Violence Online Festival
It tends to read rather glibly but you have to agree with Agricola de Cologne: "Violence was never more popular than today." A curator and media artist, Agricola de Cologne is the prime mover behind the Violence art project, an online festival reflecting the phenomenon of violence.
Launched a year ago at the multi-disciplinary art and media festival Violens Festival Tabor, in the Czech Republic, Version 8.0 is the latest instalment. It coincides with three physical events in August, namely Sao Paulo's FILE 2003 electronic language festival (August 14 - 24), the Nonetart Festival in Argentina (August 15 - 27) and a curated event at the Royal Gardens in Copenhagen.
The site offers over 300 artistic meditations on the phenomenon of violence, the various projects representing 42 countries - curiously enough there has been no South African participant yet.

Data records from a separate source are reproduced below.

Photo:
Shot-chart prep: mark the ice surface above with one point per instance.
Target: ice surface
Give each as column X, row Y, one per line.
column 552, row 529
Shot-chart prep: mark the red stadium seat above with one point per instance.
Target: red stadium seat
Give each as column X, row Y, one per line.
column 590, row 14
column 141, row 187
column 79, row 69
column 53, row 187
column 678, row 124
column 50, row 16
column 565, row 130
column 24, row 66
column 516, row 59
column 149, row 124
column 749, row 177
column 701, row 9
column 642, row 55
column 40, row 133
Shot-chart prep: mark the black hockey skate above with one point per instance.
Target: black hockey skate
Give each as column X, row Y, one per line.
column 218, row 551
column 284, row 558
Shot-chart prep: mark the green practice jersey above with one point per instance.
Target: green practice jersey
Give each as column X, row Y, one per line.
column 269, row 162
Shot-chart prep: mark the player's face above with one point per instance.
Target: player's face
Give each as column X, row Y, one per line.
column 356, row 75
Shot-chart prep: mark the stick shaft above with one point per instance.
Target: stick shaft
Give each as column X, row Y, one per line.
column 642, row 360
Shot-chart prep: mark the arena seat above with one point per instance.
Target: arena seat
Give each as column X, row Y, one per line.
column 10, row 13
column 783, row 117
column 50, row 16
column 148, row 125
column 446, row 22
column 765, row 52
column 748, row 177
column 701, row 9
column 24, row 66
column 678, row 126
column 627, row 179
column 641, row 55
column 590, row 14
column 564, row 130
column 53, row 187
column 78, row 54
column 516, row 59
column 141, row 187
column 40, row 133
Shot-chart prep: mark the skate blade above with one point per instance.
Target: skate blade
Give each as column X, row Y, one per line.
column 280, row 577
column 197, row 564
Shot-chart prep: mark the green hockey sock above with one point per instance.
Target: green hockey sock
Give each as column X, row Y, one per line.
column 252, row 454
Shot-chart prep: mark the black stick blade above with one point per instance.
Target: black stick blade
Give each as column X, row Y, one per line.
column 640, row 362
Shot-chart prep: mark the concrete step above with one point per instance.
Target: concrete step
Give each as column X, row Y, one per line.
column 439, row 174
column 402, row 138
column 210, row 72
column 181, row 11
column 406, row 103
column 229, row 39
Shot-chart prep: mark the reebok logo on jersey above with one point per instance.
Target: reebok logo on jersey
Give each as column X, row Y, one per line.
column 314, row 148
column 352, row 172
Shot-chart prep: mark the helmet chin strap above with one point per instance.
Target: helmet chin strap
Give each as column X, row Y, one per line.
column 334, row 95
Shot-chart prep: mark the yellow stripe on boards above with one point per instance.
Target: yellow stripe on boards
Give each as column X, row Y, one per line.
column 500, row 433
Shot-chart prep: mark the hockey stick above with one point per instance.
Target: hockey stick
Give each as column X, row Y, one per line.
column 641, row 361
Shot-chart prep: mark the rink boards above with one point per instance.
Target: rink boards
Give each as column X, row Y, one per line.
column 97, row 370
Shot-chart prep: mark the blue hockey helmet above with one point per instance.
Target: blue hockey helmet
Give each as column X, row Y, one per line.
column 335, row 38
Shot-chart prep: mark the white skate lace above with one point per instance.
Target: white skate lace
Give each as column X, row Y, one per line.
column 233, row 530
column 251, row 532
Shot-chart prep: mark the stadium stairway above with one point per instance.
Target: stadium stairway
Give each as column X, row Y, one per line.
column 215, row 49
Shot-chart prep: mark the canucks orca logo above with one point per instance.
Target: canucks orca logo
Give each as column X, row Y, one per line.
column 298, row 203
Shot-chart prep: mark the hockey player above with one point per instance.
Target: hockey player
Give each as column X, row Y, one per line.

The project has been awarded a special prize by the organisation committee of the Computer Space Festival, and is featured on Blogwork, the website for the 50th Venice Biennale www.labiennale.org/blogwork.
In essence, the project is aimed at promoting dialogue. "Violence is an expression of speechlessness, of lack of communication.," this ever-expanding project offering strategies for communication, dialogue and networking.
"I'd like to apologise for all this..." writes a silhouetted artist, bashing away at his computer. Keywords of his thoughts stream up to the right ... eating, fat, apologies, bed, women, fly ... Clicking on to any of them takes one to a page which explores that word visually. Try roots, for example. The silhouetted artists is now huddled on the floor, and roots starting from the opposite side of the screen move inexorably towards him. Mouse him elsewhere, and the roots follow him. Choosing fly draws us into a discussion about whether or not flies should be swatted. The artist's solution: to squash them slightly and spend the rest of the day feeling guilty. Viewers are invited to enter this ethical dilemma, and many have, and their replies are on site.
Verdict: A rich and idiosyncratic site of 105 pages, with many diverting byways. The artist does not reveal his identity, but the site, set up in 1998. is supported by the Netherlands Foundation for Fine Arts, Design and Architecture.